Nearly 41% of non-viable pregnancies in our study failed to initiate labor naturally and required a medication induction — the very same procedure that doctors used prior to 1998 for much earlier pregnancy interruptions. And tragically, in 27.7% of cases in our study, doctors were forced to deliver non-viable babies via cesarean surgeries. These statistics make clear that it’s not the presence or absence of medical intervention that determines whether a non-viable fetal death is “natural” in the eyes of Salvadoran lawmakers.
And while US pregnancy interruptions often use different procedures than induction, our Salvadoran study finds that any early pregnancy interruption seems compassionate, for both non-viable fetuses and their pregnant mothers, when compared to the complicated procedures required to deliver severely-malformed, 40-week fetuses.

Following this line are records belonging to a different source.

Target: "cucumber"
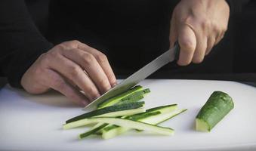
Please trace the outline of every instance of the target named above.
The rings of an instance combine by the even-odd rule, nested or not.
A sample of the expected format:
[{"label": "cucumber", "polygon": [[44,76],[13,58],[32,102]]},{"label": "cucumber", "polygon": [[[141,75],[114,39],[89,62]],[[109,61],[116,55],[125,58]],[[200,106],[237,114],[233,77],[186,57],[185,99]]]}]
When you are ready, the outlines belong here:
[{"label": "cucumber", "polygon": [[177,104],[170,104],[166,106],[160,106],[158,107],[154,107],[148,109],[146,110],[147,112],[153,112],[156,111],[160,111],[162,113],[170,112],[171,111],[176,110],[177,109]]},{"label": "cucumber", "polygon": [[111,106],[96,109],[96,110],[78,116],[76,117],[72,118],[66,121],[66,123],[67,124],[67,123],[73,122],[76,121],[79,121],[85,118],[100,116],[100,115],[106,114],[109,112],[127,110],[127,109],[137,109],[140,107],[143,107],[144,104],[145,104],[145,102],[132,102],[130,103],[124,103],[121,105]]},{"label": "cucumber", "polygon": [[101,108],[103,108],[103,107],[113,106],[113,105],[117,103],[121,99],[122,99],[122,98],[124,98],[124,97],[128,96],[129,94],[133,94],[136,91],[139,91],[142,89],[143,89],[143,88],[140,85],[134,86],[134,88],[127,91],[125,93],[120,94],[119,95],[116,95],[113,97],[111,97],[109,99],[107,99],[107,100],[100,103],[97,105],[97,109],[101,109]]},{"label": "cucumber", "polygon": [[[152,125],[159,125],[166,120],[168,120],[173,118],[175,116],[180,114],[183,112],[185,112],[187,109],[180,109],[175,110],[170,112],[165,112],[162,114],[156,114],[151,115],[150,116],[147,116],[145,118],[137,119],[137,120],[139,122],[143,122],[145,123],[149,123]],[[158,111],[159,112],[159,111]],[[149,112],[148,114],[152,114],[152,112]],[[102,137],[104,139],[113,138],[117,135],[122,134],[128,131],[131,130],[131,128],[120,127],[117,125],[109,125],[103,128],[102,130]],[[141,130],[141,129],[140,129]]]},{"label": "cucumber", "polygon": [[[126,119],[129,119],[134,121],[139,121],[140,119],[147,119],[148,117],[151,117],[156,115],[159,115],[161,113],[166,113],[166,112],[172,112],[175,109],[177,109],[177,104],[171,104],[171,105],[167,105],[167,106],[161,106],[158,107],[154,107],[151,109],[148,109],[146,110],[145,112],[140,112],[138,114],[134,114],[131,116],[127,117]],[[151,117],[152,118],[152,117]],[[119,126],[117,125],[109,125],[104,128],[105,131],[109,131],[111,129],[113,129],[115,128],[118,128]]]},{"label": "cucumber", "polygon": [[132,95],[131,97],[129,97],[129,96],[128,97],[128,98],[125,100],[121,99],[121,100],[119,103],[116,103],[115,105],[120,105],[120,104],[128,103],[131,102],[137,102],[140,100],[141,99],[144,98],[143,95],[141,94]]},{"label": "cucumber", "polygon": [[211,130],[232,109],[234,103],[226,93],[214,91],[202,107],[196,118],[196,130]]},{"label": "cucumber", "polygon": [[132,93],[129,94],[128,96],[121,99],[118,103],[116,103],[115,105],[119,105],[122,103],[127,103],[130,102],[137,102],[141,99],[143,98],[143,95],[150,93],[150,90],[149,88],[146,88],[144,90],[140,90],[139,91],[136,91],[134,93]]},{"label": "cucumber", "polygon": [[84,125],[88,125],[91,123],[108,123],[112,125],[116,125],[122,126],[124,128],[135,128],[141,129],[143,131],[148,131],[153,133],[163,134],[163,135],[172,135],[174,134],[174,131],[170,128],[165,128],[161,126],[157,126],[148,123],[144,123],[141,122],[136,122],[126,119],[121,118],[112,118],[112,117],[93,117],[82,119]]},{"label": "cucumber", "polygon": [[[117,116],[130,116],[139,112],[144,112],[145,109],[143,108],[140,109],[127,109],[127,110],[122,110],[122,111],[116,111],[116,112],[108,112],[106,114],[102,114],[100,116],[91,116],[91,117],[117,117]],[[66,123],[63,125],[63,128],[64,129],[70,129],[73,128],[77,128],[80,126],[84,126],[85,124],[83,122],[83,119],[86,119],[86,118],[84,118],[82,119],[75,121],[72,122]]]},{"label": "cucumber", "polygon": [[[145,118],[145,117],[147,117],[147,116],[155,116],[155,115],[158,115],[158,114],[161,114],[160,112],[142,112],[142,113],[145,113],[145,114],[140,114],[140,115],[137,115],[138,116],[136,116],[136,119],[132,119],[132,120],[135,120],[137,119],[141,119],[141,118]],[[129,116],[126,116],[126,117],[124,117],[124,119],[129,119]],[[100,134],[101,135],[102,134],[102,132],[101,133],[99,133],[100,130],[101,130],[103,128],[105,128],[106,127],[107,125],[109,125],[108,124],[102,124],[102,123],[98,123],[93,128],[91,128],[91,130],[83,133],[83,134],[81,134],[79,135],[79,138],[80,139],[82,139],[84,137],[86,137],[91,134]],[[116,125],[111,125],[109,126],[107,126],[106,127],[106,130],[107,129],[113,129],[113,128],[116,128],[116,127],[119,127],[119,126],[117,126]],[[121,127],[122,128],[122,127]]]},{"label": "cucumber", "polygon": [[137,114],[137,113],[140,113],[140,112],[145,112],[145,109],[138,108],[138,109],[127,109],[127,110],[122,110],[122,111],[108,112],[108,113],[106,113],[106,114],[102,114],[102,115],[96,116],[93,116],[93,117],[126,116],[131,116],[131,115]]},{"label": "cucumber", "polygon": [[102,129],[103,128],[106,127],[106,125],[108,125],[108,124],[98,123],[94,128],[92,128],[91,130],[86,131],[85,133],[82,133],[82,134],[79,134],[79,138],[82,139],[82,138],[85,138],[85,137],[90,136],[91,134],[96,134],[99,130]]}]

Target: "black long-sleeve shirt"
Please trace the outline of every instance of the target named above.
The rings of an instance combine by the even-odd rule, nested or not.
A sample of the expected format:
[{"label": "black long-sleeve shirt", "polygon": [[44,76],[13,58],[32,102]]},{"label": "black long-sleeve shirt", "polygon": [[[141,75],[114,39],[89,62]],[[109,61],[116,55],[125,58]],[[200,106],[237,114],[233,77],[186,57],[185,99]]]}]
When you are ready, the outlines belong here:
[{"label": "black long-sleeve shirt", "polygon": [[[247,0],[229,0],[228,2],[232,13],[240,11],[243,4],[248,2]],[[97,39],[97,41],[100,41],[100,43],[105,42],[112,48],[126,45],[125,47],[129,49],[131,48],[130,45],[132,46],[136,43],[150,45],[150,43],[156,42],[157,45],[149,47],[158,50],[159,48],[157,48],[158,46],[164,45],[160,48],[165,50],[168,47],[168,32],[162,29],[168,29],[170,12],[171,11],[170,9],[173,9],[177,2],[178,1],[168,0],[125,2],[91,0],[84,1],[84,2],[82,1],[53,0],[51,2],[51,5],[49,5],[48,2],[45,2],[44,0],[1,0],[0,76],[6,76],[12,86],[21,88],[22,76],[42,54],[53,47],[51,42],[56,44],[63,40],[71,40],[72,35],[74,35],[74,39],[82,39],[82,41],[85,39],[85,41],[91,42],[92,45],[94,42],[91,42],[94,41],[91,39],[94,39],[94,36],[99,35],[99,37],[106,37],[108,40]],[[50,6],[51,10],[50,10],[50,22],[51,20],[54,21],[50,25],[52,32],[48,33],[46,35],[46,33],[44,33],[42,25],[47,24],[45,18],[48,13],[47,10]],[[53,13],[53,15],[51,13]],[[56,18],[60,16],[63,17]],[[162,17],[159,19],[159,16]],[[65,20],[66,17],[71,17],[70,20]],[[127,17],[131,18],[131,21],[128,22]],[[61,24],[65,22],[78,23],[76,26],[79,28],[70,29],[69,25]],[[120,32],[125,26],[125,31]],[[136,27],[134,27],[135,26]],[[84,28],[81,28],[81,26]],[[154,32],[155,26],[157,26],[157,32]],[[142,30],[141,29],[146,29]],[[66,32],[62,35],[63,30]],[[96,34],[91,34],[91,30],[94,31]],[[109,35],[109,31],[111,35]],[[147,33],[149,32],[150,33]],[[163,36],[164,38],[159,39],[159,36],[162,36],[161,34],[159,35],[159,33],[162,32],[166,34]],[[143,34],[146,39],[141,39],[140,37],[136,37],[136,34]],[[123,41],[116,38],[120,35],[125,37]],[[125,39],[125,36],[134,36],[134,39],[131,40],[131,39]],[[162,39],[164,44],[157,39]],[[111,39],[112,42],[109,42],[109,39]],[[128,40],[132,42],[127,42]],[[113,56],[123,54],[123,52],[115,51],[114,53],[115,54]],[[153,54],[154,53],[153,52]],[[159,54],[159,53],[156,52],[155,54]],[[130,57],[134,57],[134,55],[130,56]]]}]

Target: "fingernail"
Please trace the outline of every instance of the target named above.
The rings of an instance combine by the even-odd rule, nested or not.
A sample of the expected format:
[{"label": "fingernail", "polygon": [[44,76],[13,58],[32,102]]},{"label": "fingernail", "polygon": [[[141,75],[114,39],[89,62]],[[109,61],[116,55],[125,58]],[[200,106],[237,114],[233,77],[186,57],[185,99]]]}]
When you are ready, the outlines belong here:
[{"label": "fingernail", "polygon": [[82,105],[84,105],[85,106],[86,106],[87,105],[88,105],[88,103],[86,100],[82,101]]},{"label": "fingernail", "polygon": [[115,83],[113,84],[112,88],[113,88],[113,87],[115,87],[116,85],[117,85],[117,82],[116,82]]}]

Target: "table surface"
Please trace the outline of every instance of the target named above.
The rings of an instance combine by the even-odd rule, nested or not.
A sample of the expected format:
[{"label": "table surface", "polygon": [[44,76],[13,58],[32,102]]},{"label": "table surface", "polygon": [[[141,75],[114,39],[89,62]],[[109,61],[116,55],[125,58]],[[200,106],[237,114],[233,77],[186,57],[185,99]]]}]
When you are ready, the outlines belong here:
[{"label": "table surface", "polygon": [[[79,140],[86,128],[63,131],[62,124],[83,113],[57,92],[30,95],[6,85],[0,90],[0,150],[255,150],[256,88],[234,82],[144,80],[151,93],[146,107],[177,103],[188,111],[162,123],[174,136],[130,131],[110,140]],[[233,109],[210,133],[194,130],[199,109],[214,91],[229,94]]]}]

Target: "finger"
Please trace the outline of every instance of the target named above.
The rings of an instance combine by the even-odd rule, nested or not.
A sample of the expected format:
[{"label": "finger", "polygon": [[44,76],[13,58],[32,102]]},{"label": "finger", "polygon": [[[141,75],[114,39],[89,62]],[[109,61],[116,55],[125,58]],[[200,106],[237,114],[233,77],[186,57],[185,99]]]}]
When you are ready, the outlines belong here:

It is telling that neither Paxton nor the Court attempt to define the “natural death” that they so passionately — and mercilessly — pursue. They never explain why having a naturally-occurring and lethal fetal anomaly is insufficient for achieving “natural death,” or why forcing women to endure an additional five months of painful pregnancy and procedures is somehow an act of “compassion.”
International law defines torture as an “aggravated and deliberate form of cruel, inhuman or degrading treatment or punishment” enacted by a public official, typically for obtaining information or for inflicting punishment. Texas laws, as interpreted by the Texas Supreme Court, easily rise to the level of inflicting cruel, inhuman and degrading treatment on women carrying non-viable pregnancies. However, the purpose of this torture is not to obtain information, or even to ensure that a healthy baby is born. The purpose — absurdly — is to ensure that pregnant women carry non-viable fetuses for the same amount of time as they would a viable fetus.
Cox’s case is extreme, but it is not unusual. Pregnancy remains the most dangerous and complicated biological process that humans undertake. This is especially true in the US, where maternal mortality rates are increasing in contrast to broader global trends of improvement.
Yet, instead of working to make pregnancy safer, Texas has ceded critical medical decisions to the very zealots whose talent lies in inventing nonsensical definitions of “natural death.”